Barely a girl asked answered no, because generally girls were influenced by relatives and friends, and it was almost impossible not to know someone. But, if by chance you arrived not knowing a soul, friendships were quickly made.

A letter addressed to me arrived in 1989 from Harriet Crumb, who had camped in 1925. Her dear friend Meg Dahlem had driven down the road to see if Camp Maqua still existed, and was the first camper that I greeted the second summer of our purchase of the lodge. Urged by a close friend, Madelyn Race, they attended together.

“I doubt if you could have found two more enthusiastic persons than Margaret and me. We loved Maqua and everything about it and feel it had a definite influence on our lives,” wrote Harriet, who was not only her friend, but also a distant cousin.

Michele Patterson was eight in 1971 went she spent her first week at camp, influenced to attend by the many stories she heard from her Foss cousins, friends in Bay City, sister Stephanie and mother Nancy, who all attended!

Beth Phillips (1972-78) grew up in Essexville and did not make many friends growing up and kept to herself throughout school, but at Camp Maqua it was a different story. One friendship is still maintained, and ironically she had to go to camp to meet Carol Besaw, who lived only a few miles from her home. Her mother, grandmother and a neighbor also attended.

“Out of the three Carney sisters, I was the responsible oldest one and then there was Kathy, who was known as “Little Carney” and Susan, who was known as “Baby Bird,” said Ann Carney, who attended 1968-72. “I was probably more serious and introverted than most of the counselors, but I think I learned to have fun and become less serious.

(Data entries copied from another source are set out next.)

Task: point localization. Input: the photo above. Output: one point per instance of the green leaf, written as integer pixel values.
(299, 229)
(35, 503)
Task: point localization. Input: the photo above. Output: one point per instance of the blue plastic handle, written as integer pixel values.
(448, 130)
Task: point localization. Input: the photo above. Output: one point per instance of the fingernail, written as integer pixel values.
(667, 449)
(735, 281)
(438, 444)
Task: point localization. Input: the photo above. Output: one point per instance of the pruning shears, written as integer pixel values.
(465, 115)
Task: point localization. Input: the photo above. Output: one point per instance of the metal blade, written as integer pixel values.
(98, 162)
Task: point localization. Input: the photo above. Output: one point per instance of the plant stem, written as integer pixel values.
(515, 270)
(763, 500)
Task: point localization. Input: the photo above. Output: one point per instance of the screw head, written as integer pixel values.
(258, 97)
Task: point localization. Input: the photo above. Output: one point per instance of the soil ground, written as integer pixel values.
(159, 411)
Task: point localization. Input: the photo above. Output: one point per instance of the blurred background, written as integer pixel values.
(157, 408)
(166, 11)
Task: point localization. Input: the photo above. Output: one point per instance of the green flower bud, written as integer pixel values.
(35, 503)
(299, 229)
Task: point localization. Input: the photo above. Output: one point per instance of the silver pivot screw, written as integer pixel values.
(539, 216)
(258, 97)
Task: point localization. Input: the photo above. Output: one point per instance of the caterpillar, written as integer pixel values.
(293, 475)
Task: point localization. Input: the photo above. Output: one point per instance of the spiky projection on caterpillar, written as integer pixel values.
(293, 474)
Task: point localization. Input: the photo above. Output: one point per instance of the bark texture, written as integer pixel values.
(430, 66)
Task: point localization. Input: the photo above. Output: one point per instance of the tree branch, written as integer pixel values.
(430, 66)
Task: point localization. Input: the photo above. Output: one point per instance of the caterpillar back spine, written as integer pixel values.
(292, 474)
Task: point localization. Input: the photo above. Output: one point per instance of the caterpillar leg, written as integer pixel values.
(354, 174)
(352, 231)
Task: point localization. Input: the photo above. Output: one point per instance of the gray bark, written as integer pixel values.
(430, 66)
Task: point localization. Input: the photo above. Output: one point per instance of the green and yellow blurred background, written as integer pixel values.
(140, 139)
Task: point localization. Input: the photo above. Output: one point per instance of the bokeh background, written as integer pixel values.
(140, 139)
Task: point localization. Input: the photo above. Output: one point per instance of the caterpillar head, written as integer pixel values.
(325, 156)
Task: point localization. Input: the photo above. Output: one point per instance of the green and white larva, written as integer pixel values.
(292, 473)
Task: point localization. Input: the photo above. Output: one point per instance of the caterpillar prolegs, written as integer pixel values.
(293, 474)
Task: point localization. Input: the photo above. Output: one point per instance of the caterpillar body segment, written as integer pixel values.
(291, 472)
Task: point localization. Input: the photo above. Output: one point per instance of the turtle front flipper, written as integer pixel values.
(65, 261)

I was always the hyper-vigilant one and they were always the flaky ones,” she said of her sisters with a laugh.

There was a third Carney sister, who was fourteen years older than Kathy, who never attended Maqua, but now feels like she missed out on all the camaraderie that had been generated by the Facebook page and the reunion of all the women. “It reminded me of the movie “A League of Their Own”, where all the women baseball players are reunited,” said Kathy, after watching the movie for the second time.

Some sisters, like Mary Jo and sister Judy Rawlings, had enough age difference that they never camped at the same time in the late fifties. Maureen Moore, sister to Anne, was five years younger. “I was the youngest sister and I was dying to go to camp. She was there for the first few years when I started in 1968 or 1969 at the age of eight, and I continued until I became a kitchen aid at fifteen,” said Maureen of her first real job.

Who was your special influence or camp buddy during your years at Maqua?